むしろ,このアルバムで彼女の本領発揮と言えるのは,「ギター弾きを見ませんか」以降の一連の曲でしょう。 ガットギターと単音シンセのみというシンプルな編成が曲の寂寥感を鮮やかに浮き彫りにする「ギター弾きを見ませんか」から「サラーム」,(B面に入って)「白夜」,そして「夢飛行」という流れはいつ聴いても素晴らしいものです。 「白夜」の美しいメロディーと,それに呼応するストリングスが残す余韻もいいし,個人的にベスト・トラックと思う「夢飛行」では,ピアノ・ストリングス・シンセ・エレキギター・フルートなどが適所に配置され,サビ前後のリズムの対比には抗し難い魅力があります。 特に,歌詞と呼応して飛翔するフルートや,「これしかない!」と思わせる渡嘉敷祐の dr は見事としか言いようがありません。 また,「異邦人」もそうですが,「ギター弾きを見ませんか」などに見られる「消えてしまった恋人を追って異郷の地をさまよう」という悲劇的なモチーフは,「どこにもない(架空の)異郷」を感じさせる舞台設定とともに彼女の曲に繰り返し登場し,アーティストとしての久保田早紀のイメージを決定付けているように思います。 このような舞台設定は,必要以上の具体性を持たない架空性によって,かえって物語としての効果や普遍性を強めており,その意味でも,「異邦人」「帰郷」に見られる“狙った”エスニック風アレンジの付与よりも,他の収録曲での,曲の物語に忠実な音作りのほうが,自然かつ高い効果を上げているように僕には思えるし,更に言えば,余計なことをしなくても自然に異国的な佇まいを感じさせてしまえるところがこの頃の久保田早紀の(他に類を見ない)優れた特質だったと思うのです。

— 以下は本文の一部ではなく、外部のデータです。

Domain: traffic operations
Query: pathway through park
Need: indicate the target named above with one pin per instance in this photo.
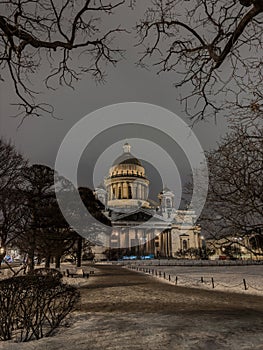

とまあ,最近とみに力説風になってしまうこのコーナーですが (^^;,別に僕が力まなくてもとっくに名盤という評価が定着していて,25年経った(と考えると驚きますが)現在でも容易に入手可能なのはありがたいことです。 久保田早紀を知らない人がこのレヴューを読んで「よし,聴いてみよう」なんて思うことはないでしょうが(もしあったらレヴュアー冥利に尽きます),「ほう,何十年ぶりか分からんけど久しぶりに聴いてみるか」なんて思う人がいたとしたらうれしい限りです。